OU Medicine Cancer Researchers Help Uncover Why Obese Patients Have Better Response to Immunotherapy
Published: Monday, December 3, 2018
Obesity has long been associated with encouraging the growth of tumor cells, but a recent study reveals that obesity can also play a role in improved outcomes in cancer patients treated with immunotherapy. Physician-scientists from the Stephenson Cancer Center at OU Medicine participated in this collaborative study along with researchers from the UC Davis Cancer Center in Sacramento.
The seemingly-contradictory findings were recently published in the November issue of Nature Medicine, a high-impact monthly journal that showcases innovative and novel research.
At the Stephenson Cancer Center, Sami Ibrahimi, M.D., and Raid Aljumaily, M.D., both hematologist-oncologists, looked at the outcomes of cancer patients who received anti-PD-1 and PDL-1 therapy, a type of immunotherapy.

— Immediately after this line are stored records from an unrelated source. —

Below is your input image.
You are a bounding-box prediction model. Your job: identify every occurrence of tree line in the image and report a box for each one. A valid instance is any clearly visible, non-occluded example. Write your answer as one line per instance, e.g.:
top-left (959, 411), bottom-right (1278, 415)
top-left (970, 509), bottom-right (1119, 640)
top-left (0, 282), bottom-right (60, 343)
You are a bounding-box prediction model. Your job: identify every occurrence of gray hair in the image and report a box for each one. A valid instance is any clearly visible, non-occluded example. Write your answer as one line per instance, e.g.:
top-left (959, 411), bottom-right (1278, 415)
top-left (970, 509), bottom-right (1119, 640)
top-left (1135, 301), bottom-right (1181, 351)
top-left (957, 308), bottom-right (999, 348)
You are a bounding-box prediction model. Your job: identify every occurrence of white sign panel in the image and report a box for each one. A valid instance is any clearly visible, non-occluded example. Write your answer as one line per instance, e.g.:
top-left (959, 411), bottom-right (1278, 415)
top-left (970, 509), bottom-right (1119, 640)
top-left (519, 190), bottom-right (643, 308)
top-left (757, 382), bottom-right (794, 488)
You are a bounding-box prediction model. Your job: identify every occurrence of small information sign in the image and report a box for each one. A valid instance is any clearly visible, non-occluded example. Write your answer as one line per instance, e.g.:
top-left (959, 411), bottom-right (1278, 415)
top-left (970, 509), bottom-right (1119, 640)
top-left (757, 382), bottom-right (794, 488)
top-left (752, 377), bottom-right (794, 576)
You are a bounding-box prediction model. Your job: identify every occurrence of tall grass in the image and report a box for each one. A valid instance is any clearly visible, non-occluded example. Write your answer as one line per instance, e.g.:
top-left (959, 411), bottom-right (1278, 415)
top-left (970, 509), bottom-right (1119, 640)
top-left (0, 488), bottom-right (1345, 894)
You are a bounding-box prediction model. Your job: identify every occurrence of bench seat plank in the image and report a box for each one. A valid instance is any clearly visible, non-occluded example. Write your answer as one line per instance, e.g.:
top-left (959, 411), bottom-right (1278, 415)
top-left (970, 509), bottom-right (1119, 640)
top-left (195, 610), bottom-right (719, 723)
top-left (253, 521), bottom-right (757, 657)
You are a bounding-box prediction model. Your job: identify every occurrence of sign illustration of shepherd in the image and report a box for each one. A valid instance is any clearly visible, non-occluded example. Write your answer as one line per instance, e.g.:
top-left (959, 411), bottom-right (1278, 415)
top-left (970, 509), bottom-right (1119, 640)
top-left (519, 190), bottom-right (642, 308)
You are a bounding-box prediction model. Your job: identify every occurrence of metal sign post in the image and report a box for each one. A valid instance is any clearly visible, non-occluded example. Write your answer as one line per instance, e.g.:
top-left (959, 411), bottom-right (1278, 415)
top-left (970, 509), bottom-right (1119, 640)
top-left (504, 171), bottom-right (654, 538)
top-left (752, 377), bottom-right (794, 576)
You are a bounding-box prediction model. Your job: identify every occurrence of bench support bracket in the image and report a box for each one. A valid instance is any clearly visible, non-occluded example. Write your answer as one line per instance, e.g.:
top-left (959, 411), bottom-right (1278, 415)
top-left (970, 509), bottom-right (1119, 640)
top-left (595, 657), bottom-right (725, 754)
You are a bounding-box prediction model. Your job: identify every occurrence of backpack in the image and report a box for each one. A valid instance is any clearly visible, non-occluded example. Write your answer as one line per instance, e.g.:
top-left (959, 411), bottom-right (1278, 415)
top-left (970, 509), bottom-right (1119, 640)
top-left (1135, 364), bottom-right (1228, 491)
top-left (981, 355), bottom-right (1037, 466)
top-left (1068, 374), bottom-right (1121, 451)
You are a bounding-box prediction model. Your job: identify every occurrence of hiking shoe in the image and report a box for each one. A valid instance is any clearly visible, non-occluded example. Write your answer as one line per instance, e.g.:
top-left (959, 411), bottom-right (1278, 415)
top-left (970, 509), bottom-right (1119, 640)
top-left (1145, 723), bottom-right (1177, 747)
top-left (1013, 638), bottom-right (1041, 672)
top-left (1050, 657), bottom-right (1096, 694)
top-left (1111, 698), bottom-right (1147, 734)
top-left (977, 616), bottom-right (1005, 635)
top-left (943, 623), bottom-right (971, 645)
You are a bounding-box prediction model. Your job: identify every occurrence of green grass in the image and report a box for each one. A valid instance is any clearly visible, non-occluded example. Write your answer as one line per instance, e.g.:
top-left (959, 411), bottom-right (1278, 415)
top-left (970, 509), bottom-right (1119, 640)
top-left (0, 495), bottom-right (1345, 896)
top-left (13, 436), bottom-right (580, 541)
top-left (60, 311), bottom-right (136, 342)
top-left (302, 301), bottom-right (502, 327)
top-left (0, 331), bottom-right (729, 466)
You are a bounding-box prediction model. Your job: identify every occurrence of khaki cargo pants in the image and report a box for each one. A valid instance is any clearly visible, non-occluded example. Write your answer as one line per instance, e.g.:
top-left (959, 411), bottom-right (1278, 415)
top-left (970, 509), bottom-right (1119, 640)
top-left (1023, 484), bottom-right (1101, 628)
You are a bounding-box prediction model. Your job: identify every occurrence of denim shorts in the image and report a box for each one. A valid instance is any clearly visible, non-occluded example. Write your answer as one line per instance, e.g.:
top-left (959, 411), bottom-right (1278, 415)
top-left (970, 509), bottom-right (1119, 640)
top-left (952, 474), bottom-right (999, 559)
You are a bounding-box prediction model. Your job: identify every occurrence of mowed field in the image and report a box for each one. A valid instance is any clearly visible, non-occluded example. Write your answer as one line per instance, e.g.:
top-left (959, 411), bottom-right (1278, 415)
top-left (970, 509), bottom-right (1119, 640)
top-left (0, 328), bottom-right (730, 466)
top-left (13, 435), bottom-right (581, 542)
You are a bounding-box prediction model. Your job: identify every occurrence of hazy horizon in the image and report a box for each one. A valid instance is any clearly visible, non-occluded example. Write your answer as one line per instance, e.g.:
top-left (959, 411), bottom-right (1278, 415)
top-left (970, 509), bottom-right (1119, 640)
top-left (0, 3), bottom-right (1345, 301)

Immunotherapy is a cancer treatment that uses the body’s immune system to fight cancer.
They found that obese patients with a body mass index of more than 30 had increased time living without cancer progression and better survival rates in general compared to patients with a BMI of less than 30. These results were also consistent with findings from studies done at the UC Davis Cancer Center with other experimental models.
“While obesity is a major risk factor for multiple types of cancers, the immune system in obese patients can be more responsive to reactivation by immunotherapy to fight cancer cells” said Ibrahimi.
Data found that obese patients experienced a higher exhaustion rate among T cells in the body, and in return they expressed greater dysfunction and higher amounts of PD-1 and PD-L1. Overall, this made the tumors more responsive to treatment.
“What we learn from this study will help make immunotherapy more effective in more patients, regardless of their body mass index,” said Aljumaily. “Our goal with the next phase of this study is to investigate other cancer resistance mechanisms and identify additional targets to improve the effectiveness of immunotherapy in more patients.”
Additional researchers from the University of Oklahoma Health Sciences Center who participated with this study include Michael Machiorlatti, MS, graduate research assistant, and Sara K. Vesely, PhD, MPH, professor of biostatistics and epidemiology.
Immunotherapy research at Stephenson Cancer Center is conducted primarily through the Oklahoma TSET Phase I Center, offering Oklahoma’s only early-phase clinical trial program in the state, providing patients access to cutting-edge cancer treatments.
The article, “Paradoxical effects of obesity on T cell function during tumor progression and PD-1 checkpoint blockage,” was published in the November issue of Nature Medicine. Nature Medicine is a monthly, peer-reviewed publication dedicated to high-impact biomedical research.